What's your time horizon? Your AA? How old are you? What are your goals for the money? If you've a 30 year horizon, it's not as important to spread out your purchases over a couple of years.

If you have a long time horizon and want only stocks, VG has several good options. They - and most bogle heads (me) - work with The Total Stock fund as a core fund. Low ER, diversified, they have an ETF version of the fund, but I have no use for ETFs. At one time, they may have ben cheaper, but I do t think that is the case now. Depending on your wants, they also have the dividend fund mentioned above, and funds which follow the S&P500... a flavor for every palette.

If you're looking for a blended fund, there are the Wellington and Wellesly funds. One is 65% stock and the other 65% bonds. I tend to get the two confused lol. I prefer keeping my stock and bond funds separate, in case I want to modify the AA. My stock fund of choice is VTSAX - total stock.
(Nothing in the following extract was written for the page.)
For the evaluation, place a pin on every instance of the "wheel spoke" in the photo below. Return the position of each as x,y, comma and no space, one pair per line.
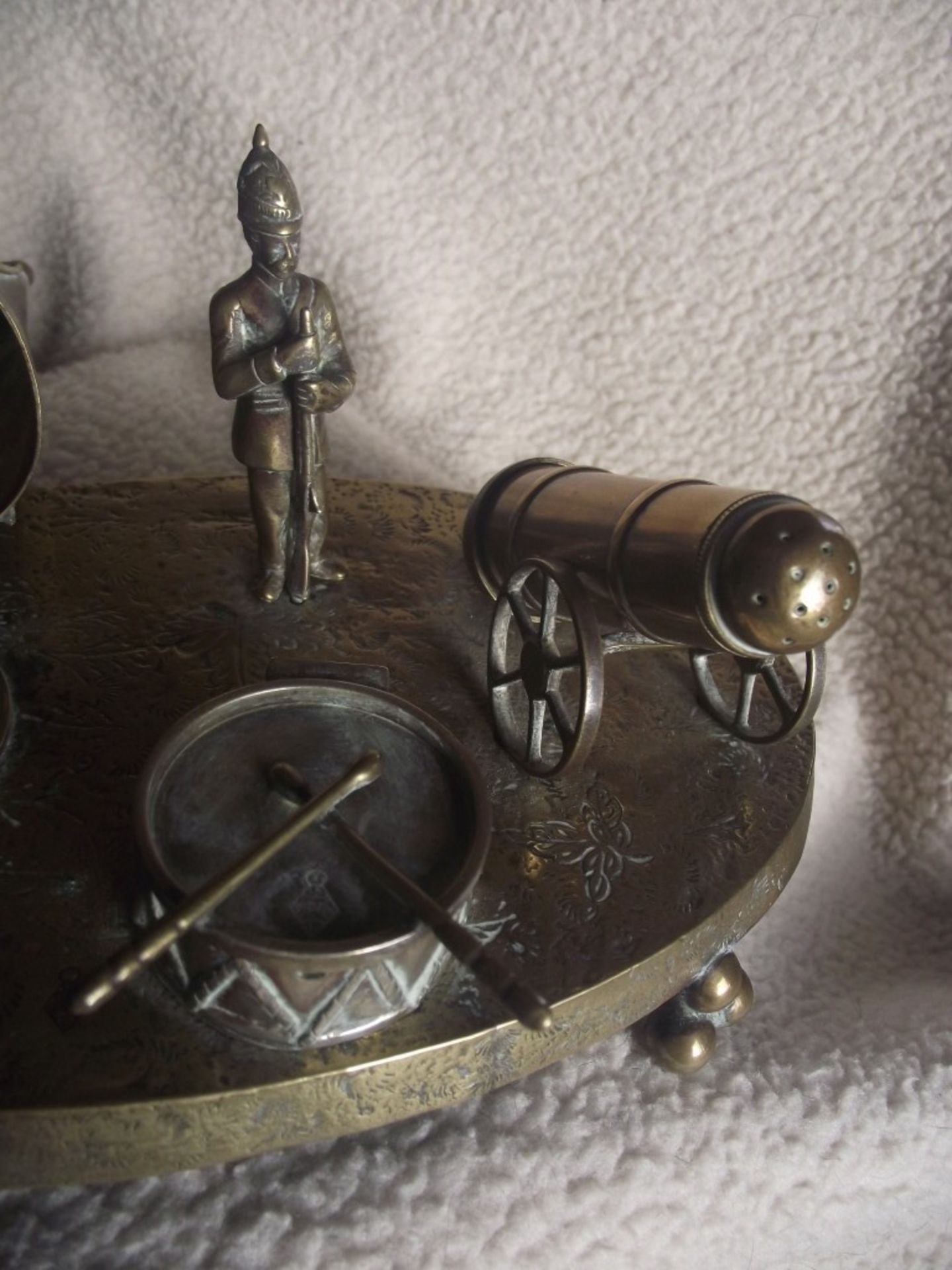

VTSAX requires a minimum $50k investment, if I recall, but there is an identical fund with a lower minimum and slightly higher ER. Don't ask me the ticker, offhand.
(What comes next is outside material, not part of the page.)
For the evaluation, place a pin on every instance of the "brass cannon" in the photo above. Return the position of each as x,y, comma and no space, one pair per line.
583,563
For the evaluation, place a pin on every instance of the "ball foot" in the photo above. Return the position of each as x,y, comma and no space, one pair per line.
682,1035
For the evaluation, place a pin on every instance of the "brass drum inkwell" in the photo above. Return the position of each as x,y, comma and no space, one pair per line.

There is a newer International Total Stock fund - it's done OK but is a lot more volatile. I don't think there's enough performance data for me to recommend it yet, but I'm not bothered by volatility. To date, though, it has not returned anything near to what VTSAX has done, but it has helped with overall portfolio volatility. In the long run though, I'm not sure it's going be a great asset to my portfolio. But I was curious.

But call Vanguard and they'll discuss the options with you.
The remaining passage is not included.